The state has land ports of entry into Canada that include Calais Ferry Point, Coburn Gore and Houlton, through which large volumes of freight travel back and forth. The Canadian government states that “Maine sells more goods to Canada than to all other countries combined” and Canada is also Maine’s top customer.
Since the beginning of this year, GSA has made steady progress in its ambitious plans to improve Maine’s land ports of entry to better handle movements of people and goods while also enhancing the ability of U.S. Customs and Border Protection officials to perform their mission. Many land ports along the Canadian border are antiquated and unable to handle today’s traffic and freight volumes.
Construction on the Fort Fairfield land port of entry is scheduled to begin in the summer of 2026. (U.S. General Services Administration)
Built in 1933, the Limestone port of entry from January through August handled truck freight valued at $3.24 million, of which 41% were exports. During the same time period this year, Fort Fairfield saw $9.73 million in truck freight (69% exports) move through its facilities, which were built in 1934.
GSA wants to have a new long-lasting and durable port facility in Fort Fairfield that is sustainable and climate resilient with low maintenance and operating costs. It awarded a $3.9 million contract to Jacobs Solutions for construction project management, construction inspection, project scheduling, cost estimating, acquisition support, commissioning and partnering.
The total budget for the new Fort Fairfield land port of entry is estimated to cost $35 million to $45 million. Construction is scheduled to begin in the summer of 2026 and be mostly finished by May 2028. The port faces Carlingford in New Brunswick, Canada.
“Upgrades will include the latest technologies and equipment to facilitate enhanced traffic management and inspection,” GSA stated Oct. 4. “This project will improve economic, cultural and familial connections. The people who live along the border depend on this deep, cross-border community engagement, often crossing through the port daily for jobs and mutual aid.”
Total project costs for the Limestone port of entry (opposite Grand-Sault in New Brunswick) are lower: $15 million to $25 million. GSA on Oct. 2 awarded a similar contract to Jacobs Solutions for $3.15 million.

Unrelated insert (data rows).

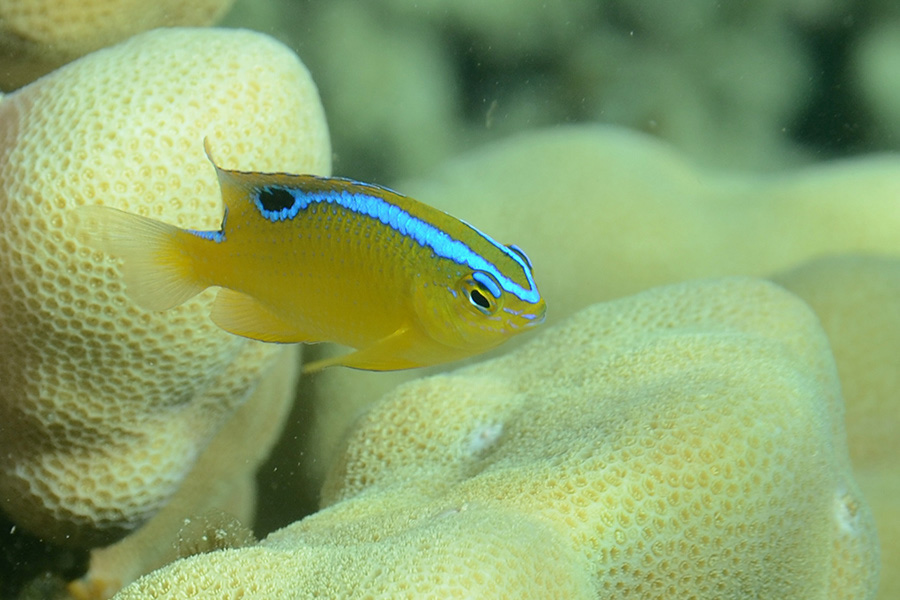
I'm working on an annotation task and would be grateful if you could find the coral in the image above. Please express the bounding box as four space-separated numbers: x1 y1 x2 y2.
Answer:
297 125 900 496
0 29 330 547
0 0 234 90
69 346 299 600
117 279 877 600
774 256 900 600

“The Limestone project will provide new construction to supplement the existing port with a new state-of-the-art and expanded facility,” GSA announced. The agency lists December as the deadline to issue a design build award, with construction to start in June 2025 with substantial completion two years later.
When finished, the port will be fully modernized with a new administration building, new pedestrian processing lanes, new primary building, new passenger vehicle lanes and new commercial vehicle inspection area. The new facility is expected to have better traffic flows and border security with lower wait times for travelers.
In January, GSA awarded a $505,000 contract to start environmental National Environmental Protection Act services to prepare for construction at Limestone, Fort Fairfield, Calais Ferry Point and Coburn Gore land ports of entry.
“The ports of entry along the Maine border are more than just a secure, welcoming gateway to our country,” Glenn Rotondo, GSA’s Region 1 public buildings service commissioner and then-acting regional administrator, said Jan. 9. “They are intrinsic to the fabric of life and community along the New England border with Canada. We are excited for the opportunity to begin the process to improve these facilities, and the economic prospects this project will bring to the region.”